Problem Description
Given a rotated sorted array (which may contain duplicate elements) and an integer target, determine if the target exists in the array. The array is originally sorted in non-decreasing order and then rotated at an unknown pivot. The challenge is to reduce the overall operational steps as much as possible.
Key Insights
- The array is rotated, so one of the two halves will always be sorted.
- Duplicates can complicate the binary search by obscuring which half is sorted.
- When duplicates cause ambiguity (i.e., when nums[low], nums[mid], and nums[high] are equal), the search space is reduced by incrementally moving the boundaries.
- A modified binary search can efficiently search the array on average, though the worst-case runtime can degrade to O(n) due to duplicates.
Space and Time Complexity
Time Complexity: Worst-case O(n), Average-case O(log n)
Space Complexity: O(1)
Solution
The solution employs a modified binary search technique.

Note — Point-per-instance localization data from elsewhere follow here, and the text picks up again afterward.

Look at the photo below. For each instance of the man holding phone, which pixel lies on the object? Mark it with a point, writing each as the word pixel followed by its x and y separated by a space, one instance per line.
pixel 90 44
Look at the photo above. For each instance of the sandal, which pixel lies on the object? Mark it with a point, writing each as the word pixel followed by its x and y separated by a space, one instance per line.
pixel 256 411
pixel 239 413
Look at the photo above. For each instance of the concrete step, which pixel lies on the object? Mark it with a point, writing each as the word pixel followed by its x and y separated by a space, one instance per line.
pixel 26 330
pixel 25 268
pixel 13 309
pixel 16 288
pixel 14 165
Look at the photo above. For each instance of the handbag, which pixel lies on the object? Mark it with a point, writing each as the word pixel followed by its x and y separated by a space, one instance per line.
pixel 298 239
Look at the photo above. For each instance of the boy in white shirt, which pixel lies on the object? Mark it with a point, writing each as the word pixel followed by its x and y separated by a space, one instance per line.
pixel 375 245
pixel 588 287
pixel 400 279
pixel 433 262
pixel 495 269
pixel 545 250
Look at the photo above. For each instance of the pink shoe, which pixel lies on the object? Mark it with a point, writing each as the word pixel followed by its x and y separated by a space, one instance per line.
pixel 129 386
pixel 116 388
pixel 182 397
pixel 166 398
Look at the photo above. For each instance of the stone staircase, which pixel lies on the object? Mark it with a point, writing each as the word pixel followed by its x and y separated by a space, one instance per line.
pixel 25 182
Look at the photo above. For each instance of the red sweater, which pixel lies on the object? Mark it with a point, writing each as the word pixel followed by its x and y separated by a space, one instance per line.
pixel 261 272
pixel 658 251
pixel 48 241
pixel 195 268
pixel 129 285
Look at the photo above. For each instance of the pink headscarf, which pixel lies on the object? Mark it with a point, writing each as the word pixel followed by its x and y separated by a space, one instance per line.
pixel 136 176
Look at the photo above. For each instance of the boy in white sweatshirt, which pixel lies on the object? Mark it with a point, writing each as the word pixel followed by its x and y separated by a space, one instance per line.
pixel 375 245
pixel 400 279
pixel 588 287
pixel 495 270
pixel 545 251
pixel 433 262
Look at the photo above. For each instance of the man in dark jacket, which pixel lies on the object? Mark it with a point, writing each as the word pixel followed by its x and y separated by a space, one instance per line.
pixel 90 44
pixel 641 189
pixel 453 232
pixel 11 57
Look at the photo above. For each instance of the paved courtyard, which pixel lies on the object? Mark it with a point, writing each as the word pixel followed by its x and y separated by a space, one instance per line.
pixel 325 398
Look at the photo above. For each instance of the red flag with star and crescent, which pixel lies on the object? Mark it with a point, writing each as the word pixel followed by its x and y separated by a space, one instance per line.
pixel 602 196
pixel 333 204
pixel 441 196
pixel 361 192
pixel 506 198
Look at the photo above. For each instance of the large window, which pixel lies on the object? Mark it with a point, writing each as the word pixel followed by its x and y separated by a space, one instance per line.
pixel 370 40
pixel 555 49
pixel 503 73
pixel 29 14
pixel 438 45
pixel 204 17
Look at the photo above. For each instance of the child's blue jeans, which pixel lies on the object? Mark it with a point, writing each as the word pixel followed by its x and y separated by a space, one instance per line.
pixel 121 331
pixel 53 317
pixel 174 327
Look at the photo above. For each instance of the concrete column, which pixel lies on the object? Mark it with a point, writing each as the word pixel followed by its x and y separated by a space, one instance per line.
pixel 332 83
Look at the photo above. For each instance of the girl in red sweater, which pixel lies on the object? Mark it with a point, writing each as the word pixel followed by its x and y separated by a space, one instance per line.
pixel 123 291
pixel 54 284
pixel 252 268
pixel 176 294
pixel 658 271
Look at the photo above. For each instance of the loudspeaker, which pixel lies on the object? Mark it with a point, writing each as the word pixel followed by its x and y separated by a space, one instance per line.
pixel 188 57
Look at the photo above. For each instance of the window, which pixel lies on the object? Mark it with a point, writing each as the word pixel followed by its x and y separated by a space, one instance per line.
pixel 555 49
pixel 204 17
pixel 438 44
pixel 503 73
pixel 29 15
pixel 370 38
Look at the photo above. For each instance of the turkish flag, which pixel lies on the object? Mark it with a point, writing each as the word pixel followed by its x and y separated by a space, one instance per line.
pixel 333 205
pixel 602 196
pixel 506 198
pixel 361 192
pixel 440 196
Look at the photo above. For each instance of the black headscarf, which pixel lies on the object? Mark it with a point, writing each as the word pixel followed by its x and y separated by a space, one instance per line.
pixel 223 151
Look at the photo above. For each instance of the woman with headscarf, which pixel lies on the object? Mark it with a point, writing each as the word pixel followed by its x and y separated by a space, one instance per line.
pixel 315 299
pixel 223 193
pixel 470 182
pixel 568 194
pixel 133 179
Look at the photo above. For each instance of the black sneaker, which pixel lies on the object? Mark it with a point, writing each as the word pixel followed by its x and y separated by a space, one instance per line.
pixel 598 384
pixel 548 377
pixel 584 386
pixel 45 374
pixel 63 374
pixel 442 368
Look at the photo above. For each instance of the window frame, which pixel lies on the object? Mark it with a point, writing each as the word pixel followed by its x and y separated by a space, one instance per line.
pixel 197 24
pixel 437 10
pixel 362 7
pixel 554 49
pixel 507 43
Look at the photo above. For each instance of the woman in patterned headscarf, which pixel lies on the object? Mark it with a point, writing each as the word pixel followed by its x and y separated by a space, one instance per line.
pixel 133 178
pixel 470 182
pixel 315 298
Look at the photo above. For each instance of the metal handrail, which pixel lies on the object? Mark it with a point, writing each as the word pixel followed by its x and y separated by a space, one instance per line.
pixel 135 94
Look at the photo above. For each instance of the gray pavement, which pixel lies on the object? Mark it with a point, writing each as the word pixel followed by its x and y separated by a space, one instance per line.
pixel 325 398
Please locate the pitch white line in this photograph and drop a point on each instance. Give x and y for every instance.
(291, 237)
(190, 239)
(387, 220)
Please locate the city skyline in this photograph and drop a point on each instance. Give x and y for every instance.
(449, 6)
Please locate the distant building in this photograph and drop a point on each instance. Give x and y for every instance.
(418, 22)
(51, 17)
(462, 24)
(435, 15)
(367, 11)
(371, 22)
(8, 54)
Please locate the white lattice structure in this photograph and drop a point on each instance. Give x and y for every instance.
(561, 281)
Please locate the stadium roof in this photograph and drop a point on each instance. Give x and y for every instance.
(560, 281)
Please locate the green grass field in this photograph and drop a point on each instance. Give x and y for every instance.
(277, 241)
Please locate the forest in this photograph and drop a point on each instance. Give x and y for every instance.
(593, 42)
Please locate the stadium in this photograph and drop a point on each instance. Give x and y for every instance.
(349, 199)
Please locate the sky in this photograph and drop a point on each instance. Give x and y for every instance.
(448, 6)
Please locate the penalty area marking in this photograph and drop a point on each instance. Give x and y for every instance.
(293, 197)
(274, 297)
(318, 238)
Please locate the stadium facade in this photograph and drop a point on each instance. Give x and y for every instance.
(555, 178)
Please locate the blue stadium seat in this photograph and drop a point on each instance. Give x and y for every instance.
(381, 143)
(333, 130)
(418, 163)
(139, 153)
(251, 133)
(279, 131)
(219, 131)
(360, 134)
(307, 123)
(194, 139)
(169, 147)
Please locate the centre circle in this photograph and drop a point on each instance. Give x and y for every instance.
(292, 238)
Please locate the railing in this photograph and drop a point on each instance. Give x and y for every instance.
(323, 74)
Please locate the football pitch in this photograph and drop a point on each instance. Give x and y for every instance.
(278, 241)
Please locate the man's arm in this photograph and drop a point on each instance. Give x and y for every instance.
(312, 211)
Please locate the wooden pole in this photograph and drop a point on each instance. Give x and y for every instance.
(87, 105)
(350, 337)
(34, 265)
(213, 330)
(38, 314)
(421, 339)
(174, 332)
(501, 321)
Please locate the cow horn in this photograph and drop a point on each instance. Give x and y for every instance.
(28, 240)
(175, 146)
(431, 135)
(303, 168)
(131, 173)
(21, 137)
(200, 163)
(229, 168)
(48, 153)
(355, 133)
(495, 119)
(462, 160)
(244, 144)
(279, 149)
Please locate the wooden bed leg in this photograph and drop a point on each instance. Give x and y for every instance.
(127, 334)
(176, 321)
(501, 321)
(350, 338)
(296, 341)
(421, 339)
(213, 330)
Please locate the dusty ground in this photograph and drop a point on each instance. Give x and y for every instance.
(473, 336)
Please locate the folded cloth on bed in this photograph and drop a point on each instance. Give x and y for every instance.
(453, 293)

The main algorithm works by maintaining two pointers (low and high) and calculating a mid-point. If the target is equal to the element at the mid, the algorithm returns true. If duplicates are detected at the low, mid, and high indices, the boundaries are adjusted to avoid ambiguity. Otherwise, the algorithm determines if the left or right side is sorted; if the target lies within the sorted portion, it moves the boundaries accordingly. This method accounts for potential duplicate values influencing the decision process.